あなたは歯の矯正をする必要はまったくありません!

 

では、さっそくお話していきましょう。

 

 

あなたの何が問題なのか

確かに、歯並びがわるいと、むし歯になりやすかったり歯周病になりやすかったりします。

食べかすが歯と歯の間にはさまって口臭につながることもあります。

 

しかし、あなたに歯の矯正をさせるのはもったいない。

なぜならば、あなたの問題ではなく、相手の問題だからです。

 

気になる人に笑顔で話しかけたあなたは立派です。

どこにも落ち度はありません。

むしろ勇気ある行動です!

 

それにもかかわらず、あなたを否定するなんてひどいすぎる。

歯並びはあなたの個性の一つです。

そんな人のためにあなたの時間とお金をつかうなんてもったいない。

 

もちろん、あなたが納得するのであれば、歯の矯正をするのもいいでしょう。

歯並びがきれいになれば、自信をもって笑うことができるかもしれません。

でも、あなたを否定した人に認められるために歯の矯正をするとしたら、それは人生の浪費です。

 

 

あなたは、今までその人が素敵に見えていたかもしれません。

きっといいところもたくさんあるでしょう。

でもこれは、あなたの問題ではなく、相手の問題なのです。

 

同じ笑顔!?どう受けとるかは相手が決める

2018年3月1日、オープンアクセスの電子雑誌「Scientific Reports 」に気になる論文が掲載されました。

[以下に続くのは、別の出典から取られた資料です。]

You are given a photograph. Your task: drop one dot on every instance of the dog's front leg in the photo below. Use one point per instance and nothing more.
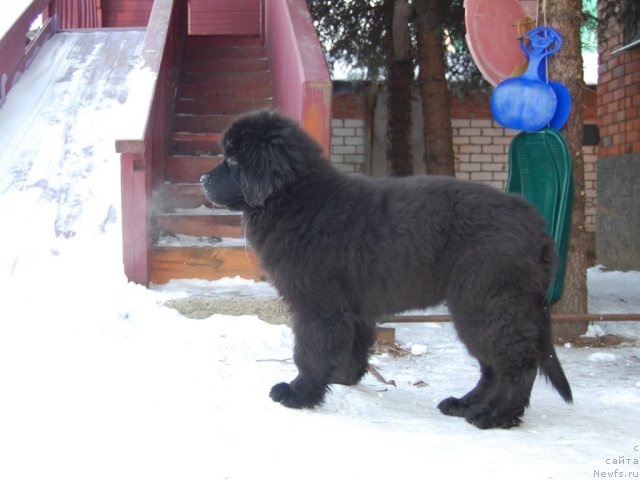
(322, 345)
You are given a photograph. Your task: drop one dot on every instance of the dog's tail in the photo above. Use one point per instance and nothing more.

論文によると、相手の笑顔を立場や地位がまさった優位の笑顔(dominance smiles)と感じる人は、ストレスを受けやすいそうです(*1)。

今回の研究で、称賛(reward)、友好(affiliation)、優位(dominance)の3つのうち、称賛や友好の笑顔と感じた人に比べて、相手の笑顔を優位と感じる人が大きなストレスを受ける、と報告されたのです。

 

私が何が言いたいかというと、あなたの笑顔をどう受け取るかは相手が決めるということです!

 

ちょっと話はそれますが、今回の研究でストレス評価には心拍数とだ液がつかわれていました。

大きなストレスがかかると、ストレスホルモン(コルチゾール)がふえます(*2)。

だ液は、体や心の反応をあらわしているんですよ。

 

話を戻しましょう!!

あなたの笑顔をどう受け取るかは相手が決めます。

同じ笑顔でも嫌な笑顔だと感じる人がいます。

そして、その人は大きなストレスを受けてしまうのです。

 

ご注意。指導がすべて非難にきこえる法則

一つだけ覚えておいてほしいことがあります。

私たちは、相手から受ける指導がすべて非難にきこえてしまうということ。

 

先日、読んだ「ハーバード あなたを成長させるフィードバックの授業」の中に以下の記述がありました(*3)

    <自分がフィードバックを与える側のときは、『建設的な批判』や相手のためになる指導を与えていると思っている。問題の原因を正確に特定できているという自信があり、自ら進んでそれを発表する。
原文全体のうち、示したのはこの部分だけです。